La première mini-partie parue en tout début de semaine et part à la racine de ses origines. Arca viendra mettre un pied dans le son reggaeton tout en restant original et expérimental. Robotique et hyperactive, les productions métalliques rappelant quelque peu la regrettée SOPHIE continuent à être percutantes que ce soit sur « Doña » qui ouvre le bal mais encore « Lethargy » et « Araña ». Entre électro cumbia, reggaeton et hyperpop latine, la productrice vénézuélienne n’hésite pas à convier d’autres noms pour exprimer sa personnalité tels que Boys Noize qui pose leur patte sur « Tiro » ainsi que Mica Levi sur l’implacable « Muñecas » et Cardopusher qui viendra en renfort pour quelques titres. Même la meilleure amie des autistes qu’est Sia viendra lui prêter main forte sur « Born Yesterday » prouvant qu’Arca n’a rien perdu de sa verve et qui continuera sur les chapitres suivants.

Note: 7.5/10

Ce virage qu’entreprend Arca où elle mêle productions expérimentales complètement épileptiques aux sonorités reggaeton et cumbia aura été amorcé avec le second volet de Kick et qui se confirme avec son troisième volet paru le jour suivant.

Une fois de plus, l’hyperactivité d’Arca s’exprime une fois de plus en prenant une tournure plus agressive et plus turbulente. Un ascenseur émotionnel est au rendez-vous avec des titres beaucoup plus percutants à l’image de « Bruja » à l’énergie contagieuse avant de laisser place au rap industriel menaçant de « Incendio » et « Fiera ».

Beaucoup plus violent et plus sombre que jamais, Arca nous ensorcelle comme personne avec les accents trap de « Electra Rex » ou encore le glitch turbulent de « Skullqueen ». Max Tundra répond présent sur la pop opératique teintée d’IDM de « Rubberneck » ou encore le réputé Machinedrum impose également sa patte sur « Señorita » où ce festival de sonorités fiévreuses nous met sens dessus dessous. Après une nouvelle fournée de morceaux épileptiques que sont « My 2 » et « Intimate Flash », le calme pointe le bout de son nez avec « Joya » rappelant Bjork à l’ère Homogenic. Mission complete.

Note: 7.5/10

Troisième chapitre dans les aventures musicales d’Arca. Allons savoir ce que notre héroïne des temps modernes va nous réserver pour ces onze nouveaux titres.

Ici, Kick IIII viendra adoucir quelque peu la donne. Tout en restant métallique et expérimental, la productrice vénézuélienne continue de poser sa voix sur des productions plus libératrices et futuristes telles que « Whoresong » qui ouvre le bal ainsi que « Xenomorphgirl » et « Hija ». Des invités répondent également présent tels que Planningtorock sur l’inquiétant « Queer » ou bien encore Shirley Manson qui sort de son registre sur le spatial « Alien Inside » mais la véritable star de ce nouveau chapitre reste notre hôtesse qui exprime sa créativité folle avec « Lost Woman Found » et « Paw ». Non, on n’est pas fatigués, non.

Note: 7.5/10

Alors que… voici le dernier chapitre de la saga Kick d’Arca.

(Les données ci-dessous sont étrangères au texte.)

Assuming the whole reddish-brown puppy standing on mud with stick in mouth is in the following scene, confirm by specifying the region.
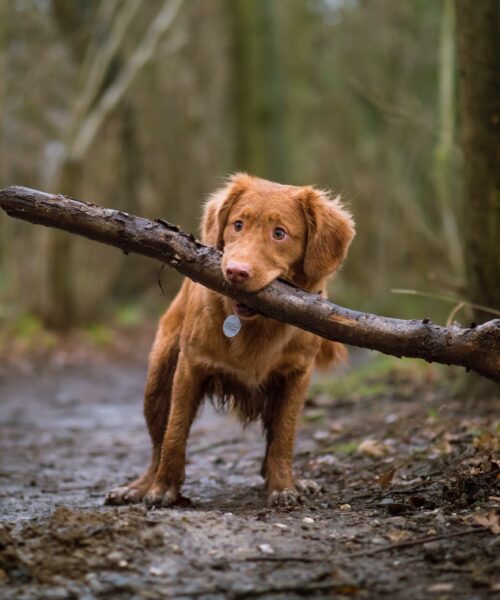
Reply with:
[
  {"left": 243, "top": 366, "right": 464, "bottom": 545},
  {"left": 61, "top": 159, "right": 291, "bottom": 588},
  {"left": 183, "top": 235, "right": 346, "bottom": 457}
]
[{"left": 107, "top": 174, "right": 354, "bottom": 506}]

Paru cette fin de semaine, la productrice vénézuélienne a donc atteint le statut du boss de la fin tel un jeu vidéo parsemé d’embûches. Que va-t-elle nous réserver ici ?

Et bien, de la douceur et des arrangements orchestraux purement envoûtants. Tout au long de ces douze morceaux quasi-instrumentaux, Arca opte pour une ambiance plus minimaliste, intimiste et atmosphérique tant elle exprime au mieux sa sensibilité artistique. Armé de son piano et de quelques rythmes plus discrets, elle s’approche des relents entre néo-classique et avant-garde de « In The Face » à « Fireprayer » en passant par les attachants « Pu », « Estrogen » ou encore « Ether » où elle déconstruit le genre humain en valorisant la culture queer. On pourra aussi compter sur la participation de Ryuichi Sakamoto sur l’élégant « Sanctuary » mais Arca reste toujours au centre de l’attention avec des compositions plus enchanteresses qui clôturent cette saga musicale bien intense montrant une fois de plus l’étendue de son talent.